It can be useful to bulk load data into a temporary table, do validations (which may involve joins to your permanent tables so it's convenient to be able to do in the database vs the application) there, and then once everything is validated, copy into your real tables from the temporary table. If you have a process like that, it could make sense to have the temporary table be unlogged (assuming the copy to real tables is still safe if you do that).
I am not saying it does actually work this way, but there is no reason a bulk import needs to touch the WAL at all during import. As long as a lock was held the entire time during an import on the table, the import procedure can simply write to the WAL that this table is consistent as it is on-disk after flushing, flush the WAL, then release the lock on the table.
No it can’t, because doing that would break live backups and replication, which both depend on capturing the WAL and assume it’s a total representation of all data managed by the DB. Any data that isn’t written to the WAL in its entirety can’t be replicated, and can’t be guaranteed to be backed up correctly.

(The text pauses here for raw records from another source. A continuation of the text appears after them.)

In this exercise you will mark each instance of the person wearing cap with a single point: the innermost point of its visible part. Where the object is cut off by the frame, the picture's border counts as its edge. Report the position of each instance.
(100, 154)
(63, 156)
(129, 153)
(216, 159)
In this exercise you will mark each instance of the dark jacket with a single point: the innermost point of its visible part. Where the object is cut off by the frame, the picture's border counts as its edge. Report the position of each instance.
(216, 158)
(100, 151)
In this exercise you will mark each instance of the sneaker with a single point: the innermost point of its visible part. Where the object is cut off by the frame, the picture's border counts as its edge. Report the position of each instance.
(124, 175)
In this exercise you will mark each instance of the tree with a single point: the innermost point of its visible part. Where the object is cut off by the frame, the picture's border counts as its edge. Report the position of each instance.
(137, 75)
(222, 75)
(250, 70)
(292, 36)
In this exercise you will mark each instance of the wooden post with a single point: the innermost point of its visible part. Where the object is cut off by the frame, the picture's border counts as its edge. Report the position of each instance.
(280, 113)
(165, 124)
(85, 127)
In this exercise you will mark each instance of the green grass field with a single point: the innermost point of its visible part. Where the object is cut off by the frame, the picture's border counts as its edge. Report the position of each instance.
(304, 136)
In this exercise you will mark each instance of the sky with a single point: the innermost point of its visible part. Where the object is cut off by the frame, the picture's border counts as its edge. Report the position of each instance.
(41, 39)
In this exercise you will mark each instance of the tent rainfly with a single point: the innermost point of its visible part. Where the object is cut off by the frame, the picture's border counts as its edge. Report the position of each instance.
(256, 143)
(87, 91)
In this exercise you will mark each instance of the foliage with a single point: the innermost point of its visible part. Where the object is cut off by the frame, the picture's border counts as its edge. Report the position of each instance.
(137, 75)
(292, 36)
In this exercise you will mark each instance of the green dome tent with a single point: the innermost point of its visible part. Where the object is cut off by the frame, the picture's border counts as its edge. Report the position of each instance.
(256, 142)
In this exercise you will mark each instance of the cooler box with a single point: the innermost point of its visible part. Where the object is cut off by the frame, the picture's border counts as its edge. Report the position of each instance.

If you’re willing to throw away that functionality, then maybe you could avoid writing the rows to the WAL completely (but it seems Postgres doesn’t support that). But personally I would always be a little suspect of data stored in Postgres that never transited the WAL. It’s a core part of how Postgres provides it durability guarantees, and lots of tools and functionality assume that everything worth protecting gets written to it at least once.
can we have "best of both worlds" for inserting a lot of data quickly, to have an unlogged table for performance and a trigger to copy data to another regular table for permanence?
I'd think so, if there is some asynchronous processing involved that requires lots of intermediate bouncing to disk: do the input queue on logged tables, the WIP states on unlogged ones and when they are done push to output queue (again logged) and remove from the input in the same transaction.
This omits a crucial fact: your data is not gone until Postgresql has gone through its startup recovery phase. If you really need to recover unlogged table data (to which every proper database administrator will rightly say "then WhyTH did you make it unlogged"), you should capture the table files before starting the database server again. And then pay through the nose for a data recovery specialist.
However, a crash will truncate it.
So this isn't exactly true. A crash recovery will truncate it.